J.-C. L. : L’affaire Molex n’est malheureusement que la dernière d’une longue série. Dans notre environnement mondialisé et financiarisé, les entreprises qui restructurent ne sont plus nécessairement ruinées comme l’étaient autrefois celles qui mettaient la clé sous la porte. Soumises à une concurrence accrue, elles ont besoin d’améliorer leur compétitivité. Je ne conteste pas ces restructurations sur le principe, mais je considère que les contribuables français n’ont pas à prendre en charge le coût de tels plans sociaux.

La législation actuelle est un héritage de la crise de la sidérurgie dans les années 1970. Il était alors naturel que l’Etat se substitue aux entreprises qui n’avaient pas la possibilité de financer l’accompagnement social des personnes licenciées.
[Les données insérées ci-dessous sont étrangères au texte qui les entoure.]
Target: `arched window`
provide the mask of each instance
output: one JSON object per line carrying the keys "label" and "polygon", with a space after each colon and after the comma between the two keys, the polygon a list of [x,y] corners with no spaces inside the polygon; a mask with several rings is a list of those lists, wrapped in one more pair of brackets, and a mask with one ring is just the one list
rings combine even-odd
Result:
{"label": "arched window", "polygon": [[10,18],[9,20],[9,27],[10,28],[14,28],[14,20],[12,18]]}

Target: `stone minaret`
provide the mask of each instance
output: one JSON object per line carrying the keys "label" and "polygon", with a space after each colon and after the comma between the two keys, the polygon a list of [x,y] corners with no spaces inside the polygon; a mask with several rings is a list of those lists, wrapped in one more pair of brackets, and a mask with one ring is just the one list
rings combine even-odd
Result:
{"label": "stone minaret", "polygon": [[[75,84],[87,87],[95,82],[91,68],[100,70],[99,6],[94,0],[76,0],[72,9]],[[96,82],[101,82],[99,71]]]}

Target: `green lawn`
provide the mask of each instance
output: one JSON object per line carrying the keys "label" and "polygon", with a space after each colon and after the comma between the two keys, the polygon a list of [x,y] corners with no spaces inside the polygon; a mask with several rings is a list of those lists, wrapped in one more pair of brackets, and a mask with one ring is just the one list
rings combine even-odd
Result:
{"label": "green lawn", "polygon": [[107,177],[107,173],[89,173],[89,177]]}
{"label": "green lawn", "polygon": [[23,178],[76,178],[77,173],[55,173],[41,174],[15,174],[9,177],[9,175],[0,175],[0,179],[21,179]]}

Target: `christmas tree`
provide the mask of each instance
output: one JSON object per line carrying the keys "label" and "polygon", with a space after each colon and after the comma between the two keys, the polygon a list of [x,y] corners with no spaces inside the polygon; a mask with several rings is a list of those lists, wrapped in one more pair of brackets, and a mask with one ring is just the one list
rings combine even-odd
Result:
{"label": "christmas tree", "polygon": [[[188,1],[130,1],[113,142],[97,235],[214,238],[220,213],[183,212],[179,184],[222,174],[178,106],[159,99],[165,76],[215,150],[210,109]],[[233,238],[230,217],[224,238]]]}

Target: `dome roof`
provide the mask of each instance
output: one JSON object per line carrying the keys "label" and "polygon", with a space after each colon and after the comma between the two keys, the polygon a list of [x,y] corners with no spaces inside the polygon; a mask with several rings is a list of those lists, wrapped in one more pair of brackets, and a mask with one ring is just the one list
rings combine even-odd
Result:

Cette législation, qui pénalise la France dans les arbitrages financiers des multinationales ayant des filiales dans notre pays, est devenue aujourd’hui totalement inadaptée.

E & C : Que proposez-vous ?

J.-C. L. : L’autorité administrative devrait pouvoir, au vu de la situation économique de l’entreprise, refuser de signer les conventions permettant l’attribution des aides du fonds national de l’emploi pour la mise en œuvre du plan de sauvegarde de l’emploi. Le financement de ce dernier serait ainsi à la seule charge de l’entreprise. L’ensemble du groupe du Nouveau Centre a décidé de cosigner cette proposition de loi, lui donnant ainsi plus de poids, dans la perspective de son examen par l’Assemblée nationale d’ici à quelques mois.